I know of more than a few Orthodox (mostly cradle/ethnics but also some converts) who think America is not ready for its own local church and needs the firm guiding hand of the mother church(es). In fairness there are some weaknesses here in America. But I see that in all of the churches in the old country too. For good or ill though +Jonah clearly believes it is time to get serious about Orthodox unity, and his speech suggests that he means business.

Three dramatic points stood out in my reading of the address. First is that he made the OCA a negotiable entity. He made it clear that it is no longer about the OCA and he is not going to press the debateable claim that the OCA is the only canonical Orthodox jurisdiction in North America (a proposition he repeated at least once himself in a presentation some years ago).
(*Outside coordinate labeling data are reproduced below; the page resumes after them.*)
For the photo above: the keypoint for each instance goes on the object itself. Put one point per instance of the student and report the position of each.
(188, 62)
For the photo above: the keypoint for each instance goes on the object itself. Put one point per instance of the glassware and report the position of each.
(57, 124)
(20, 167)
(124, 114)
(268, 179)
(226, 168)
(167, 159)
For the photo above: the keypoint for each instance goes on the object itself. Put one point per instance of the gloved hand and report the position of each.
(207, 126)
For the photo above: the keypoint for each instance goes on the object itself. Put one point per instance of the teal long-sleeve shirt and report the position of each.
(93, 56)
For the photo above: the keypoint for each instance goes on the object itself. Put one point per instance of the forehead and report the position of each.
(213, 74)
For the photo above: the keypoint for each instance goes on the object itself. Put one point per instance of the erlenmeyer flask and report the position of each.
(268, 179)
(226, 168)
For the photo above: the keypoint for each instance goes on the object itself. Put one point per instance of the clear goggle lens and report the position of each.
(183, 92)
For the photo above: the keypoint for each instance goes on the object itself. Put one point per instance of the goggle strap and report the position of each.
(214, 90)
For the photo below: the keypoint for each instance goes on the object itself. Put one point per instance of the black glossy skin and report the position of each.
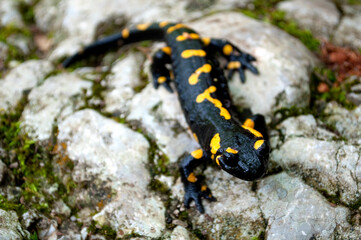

Now the OCA's very existence is open for discussion as long as whatever replaces it is a local North American Orthodox Church.

Secondly he pondered aloud the possibility of opening up the Holy Synod of the OCA to all the bishops of the canonical Orthodox jurisdictions in North America. Such a move would effectively undercut the newly proposed episcopal conferences that are supposed to be set up for the diaspora (a term I intensely dislike as it ignores non-ethnics and by implication downplays the obligation of evangelism). This would be a very interesting development. How would the other jurisdictions and their bishops respond?

And finally he as much as issued an invitation to the Antiochian Archdiocese to merge with the OCA (not "join") and form a new American Orthodox jurisdiction. Again how would this play out? It would create a jurisdiction that in size would rival the Greek Archdiocese which has been cool to downright hostile to the idea of Orthodox unity under anyone other than the Ecumenical Patriarch. How would the smaller jurisdictions respond? We can be fairly sure that ROCOR would remain unaffected in its ties to the Russian Church. But there are a myriad of smaller jurisdictions whose raison d' etat has been fading as each new generation becomes more American and the connections to the ethnic homeland of their ancestors weaken.

Of course these are just words so far. But they are words coming from someone who seems quite serious about his mission. That mission being Orthodox unity in North America.

Thoughts?

3 comments:

Unknown said...

Someone once told me that you shouldn't wait until you can afford kids to have kids. Because you never will.

Lately I've been admitting my ignorance alot, but maybe there is no right time for some things to happen. Only the time right now.

How's that for an exceptional level of over-simplification? Still, sounds like that's where Met Jonah is headed.

It would seem strange for someone to have told Nina that she was too young and inexperienced to go to Georgia.

The Anti-Gnostic said...

My resolution for next year is to attend every pan-Orthodox Vespers during Lent. +Jonah is correct that change will only come from the ground here. The Orthodox homelands are in demographic freefall and their hierarchs know it, so they will kick the can down the road for as long as possible. But eventually there won't be enough Orthodox over THERE to bother coming over HERE, and over HERE, the emigrant communities will out-marry, acquire citizenship, forget the mother tongue, succumb to Protestantism, etc. If the Orthodox are going to keep their kids in the pews, then they will need to present them with an American Church, albeit one of Arabic/Slavic heritage.

I think the OCA and the AOCA will eventually merge. The Greeks have their heads in the sand. They've got one, maybe two generations left before out-marriage completely undercuts them. Events on the ground in America will eventually outrun the Phanar. That See may even be vacant by then.

Anonymous said...

A unified local Orthodox Church is not inconsistent with guidance from the Old Country. For example, and American Orthodox Church could autonomous, not autocephalus, and be under the watch of one or more Old World Churches -- say a committee comprising the Patriarchate of Moscow, Athens, and Damascus.